先ほどタクシーに乗らなかったのも、透のお財布事情を配慮してくれたのだろうか。
「さっき、なんでタクシー乗らなかったんだ? ここまでなら、大した金額じゃなかったのに……」
対等だと思っていたのに、後輩からそんな気遣いをされていたとしたら、少し悲しい。そんな感情が生まれ、ついぼやいてしまう。
「透さんに……、やっぱりこのまま乗って帰るって言われたら嫌だったから……」
「え……?」
ぼそりと呟いた伊沢の声。電動で閉まるカーテンの音で、がよく聞こえなかった。聞き返したが「飲みなおしますか?」と問われただけだ。なんとなくもう聞き返すことができず、「座っててください」と言われたソファーに腰掛ける。包み込まれるようなふかふかの弾力で心地良い。キッチンから戻ってきた伊沢に、よく冷えたビール缶を手渡され、プルトップを開けた。

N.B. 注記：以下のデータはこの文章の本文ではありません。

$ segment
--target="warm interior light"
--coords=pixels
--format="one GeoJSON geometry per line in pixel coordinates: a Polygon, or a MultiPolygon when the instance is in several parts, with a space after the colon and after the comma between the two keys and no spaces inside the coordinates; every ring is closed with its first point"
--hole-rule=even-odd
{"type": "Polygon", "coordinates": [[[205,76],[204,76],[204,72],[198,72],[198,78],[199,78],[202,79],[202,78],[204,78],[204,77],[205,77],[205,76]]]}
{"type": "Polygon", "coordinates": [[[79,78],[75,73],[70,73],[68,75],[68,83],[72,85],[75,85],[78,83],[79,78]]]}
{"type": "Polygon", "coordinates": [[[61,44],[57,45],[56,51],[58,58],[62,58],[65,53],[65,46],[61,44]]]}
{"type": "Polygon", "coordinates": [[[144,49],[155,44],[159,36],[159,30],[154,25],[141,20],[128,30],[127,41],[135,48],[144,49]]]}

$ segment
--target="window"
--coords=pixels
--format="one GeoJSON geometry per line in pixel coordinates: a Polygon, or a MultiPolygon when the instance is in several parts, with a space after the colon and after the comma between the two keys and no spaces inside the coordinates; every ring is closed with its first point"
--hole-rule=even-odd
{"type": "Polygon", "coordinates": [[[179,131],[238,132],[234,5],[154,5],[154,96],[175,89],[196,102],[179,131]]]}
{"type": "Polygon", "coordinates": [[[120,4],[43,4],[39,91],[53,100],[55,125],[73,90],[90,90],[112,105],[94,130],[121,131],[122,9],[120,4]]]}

韮崎の登場と追跡ですっかり酔いは醒め、伊沢の家までの徒歩でじわりと汗をかいた体に冷えたビールが染み渡る。
「さっきの二人さ……どう、思う……?」
二缶目のビールに突入したところで、躊躇っていた質問を伊沢にぶつけた。シンプルなグレーのTシャツに黒のスウェットパンツ姿になった伊沢は、長い脚をオットマンに投げ出し、リラックスした表情で缶ビールを嚥下していた。こくりと動いた喉元を、吸い寄せられるように見つめてしまう。
――僕……、やっぱり何かおかしい……。
酔いが回ったのか、突然ぽかぽかと顔が火照り、ワイシャツのボタンをもう一つ外して、手で仰ぐ。
「暑いですか?」
そう言って立ち上がり、空調のリモコンを取ろうとした伊沢を「大丈夫! 大丈夫だから!」と言って止めた。せっかく意を決して尋ねたのに、話の流れを折ってしまった。「はあ……」と溜息をつくと、二缶目のビールを呷って俯いた。